Divieto test cosmetici su animali: cosa è stato ottenuto e cosa no

Un approfondimento per capire che cosa comporta il divieto entrato in vigore l’11 marzo 2013.

Go-Cruelty-Free

Introduzione
Come abbiamo già comunicato l’11 marzo, in Europa entra in vigore il divieto totale per i test su animali nei prodotti cosmetici, il che significa che nessun prodotto (shampoo, bagnoschiuma, makeup, crema da barba, sapone, creme di ogni tipo, ecc.) che contenga ingredienti realizzati per il settore cosmetico testati su animali dopo l’11 marzo 2013, in qualsiasi nazione del mondo il test sia stato eseguito, potrà essere venduto in Europa.

Si tratta di un traguardo importante, che è stato raggiunto in Europa per la prima volta nel mondo, dopo 20 anni di battaglie, un traguardo che era a rischio, perché vi era il pericolo che questa data venisse fatta slittare di anni, come sempre è accaduto finora ogni volta che si stava per raggiungere la scadenza promessa.

Avevamo promesso maggiori dettagli sul tema, perché sono tanti gli aspetti da considerare, e finora non avevamo avuto il tempo di approfondire.
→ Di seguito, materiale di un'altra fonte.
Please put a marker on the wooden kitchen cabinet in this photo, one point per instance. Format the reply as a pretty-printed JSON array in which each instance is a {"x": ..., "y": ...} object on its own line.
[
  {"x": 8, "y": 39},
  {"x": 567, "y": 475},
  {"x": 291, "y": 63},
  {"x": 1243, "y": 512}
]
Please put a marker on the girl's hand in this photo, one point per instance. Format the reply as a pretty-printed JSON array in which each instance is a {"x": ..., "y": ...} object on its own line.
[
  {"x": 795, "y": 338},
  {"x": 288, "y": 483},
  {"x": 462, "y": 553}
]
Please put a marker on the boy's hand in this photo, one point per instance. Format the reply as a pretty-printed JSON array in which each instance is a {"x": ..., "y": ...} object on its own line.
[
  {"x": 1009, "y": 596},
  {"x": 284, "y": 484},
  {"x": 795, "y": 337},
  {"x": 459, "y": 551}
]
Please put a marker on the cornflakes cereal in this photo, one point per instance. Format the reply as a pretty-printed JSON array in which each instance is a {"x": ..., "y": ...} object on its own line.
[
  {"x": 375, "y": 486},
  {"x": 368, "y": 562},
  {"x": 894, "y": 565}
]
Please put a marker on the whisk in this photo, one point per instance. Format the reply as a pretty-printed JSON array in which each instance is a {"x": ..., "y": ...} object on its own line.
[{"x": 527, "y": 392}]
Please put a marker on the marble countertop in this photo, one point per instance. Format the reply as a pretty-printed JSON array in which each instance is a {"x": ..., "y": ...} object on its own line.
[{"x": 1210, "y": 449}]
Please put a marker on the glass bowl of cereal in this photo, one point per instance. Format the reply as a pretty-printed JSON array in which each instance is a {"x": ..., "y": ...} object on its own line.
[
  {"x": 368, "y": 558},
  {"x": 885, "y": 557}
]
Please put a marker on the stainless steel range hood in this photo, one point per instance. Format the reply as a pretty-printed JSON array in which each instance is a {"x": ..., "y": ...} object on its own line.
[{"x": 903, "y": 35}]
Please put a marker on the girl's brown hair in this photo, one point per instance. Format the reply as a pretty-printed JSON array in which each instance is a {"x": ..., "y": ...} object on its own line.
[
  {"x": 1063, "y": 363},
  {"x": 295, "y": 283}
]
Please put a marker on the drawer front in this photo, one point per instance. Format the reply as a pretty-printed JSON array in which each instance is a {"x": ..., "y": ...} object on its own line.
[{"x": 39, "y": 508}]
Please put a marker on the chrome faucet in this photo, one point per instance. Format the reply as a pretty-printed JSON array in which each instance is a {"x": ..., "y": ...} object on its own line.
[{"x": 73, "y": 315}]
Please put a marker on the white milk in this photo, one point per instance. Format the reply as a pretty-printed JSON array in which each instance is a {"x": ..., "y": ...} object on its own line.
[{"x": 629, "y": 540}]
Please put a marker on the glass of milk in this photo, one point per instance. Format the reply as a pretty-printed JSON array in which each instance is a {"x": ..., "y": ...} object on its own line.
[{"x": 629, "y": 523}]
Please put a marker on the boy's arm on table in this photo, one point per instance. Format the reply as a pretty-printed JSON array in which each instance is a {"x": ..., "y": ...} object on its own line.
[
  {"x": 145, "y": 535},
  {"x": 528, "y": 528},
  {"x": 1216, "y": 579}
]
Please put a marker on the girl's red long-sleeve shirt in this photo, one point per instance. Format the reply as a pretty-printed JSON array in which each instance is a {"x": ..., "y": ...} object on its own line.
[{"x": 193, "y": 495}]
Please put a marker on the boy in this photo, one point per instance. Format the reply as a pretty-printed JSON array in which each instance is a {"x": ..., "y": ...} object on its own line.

In questo articolo esaminiamo dunque in dettaglio i vari aspetti, spieghiamo perché questo divieto è particolarmente importante e come esso sarà l’elemento chiave per far diminuire la vivisezione anche in altri campi; ma spieghiamo anche che, purtroppo, il divieto non implica che nei cosmetici acquistati in Europa da ora in avanti non troveremo più nuovi ingredienti testati su animali (e dunque non possiamo “mettere in pensione”, come speravamo, le liste di marche cruelty-free), e sottolineiamo che comunque il divieto NON vale per i detersivi e prodotti per la casa.

Cerchiamo nei prossimi paragrafi di spiegare che cosa è stato ottenuto di positivo per gli animali e che cosa non è ancora stato ottenuto, ma riassumendo possiamo dire che dal punto di vista degli animali finora usati per il settore della cosmesi, è un risultato positivo, perché non è più possibile usarli per lo sviluppo di nuovi ingredienti, mentre dal punto di vista di noi consumatori non cambia nulla, non possiamo tranquillamente acquistare qualsiasi cosa, perché se un ingrediente viene testato su animali non per il campo della cosmesi, ma per essere usato in un altro campo, questo comunque PUO’ essere poi usato anche nei cosmetici, e quindi se vogliamo comprare solo prodotti che non incrementino in alcun modo la vivisezione, dobbiamo ancora far riferimento alle marche che aderiscono allo Standard internazionale cruelty-free.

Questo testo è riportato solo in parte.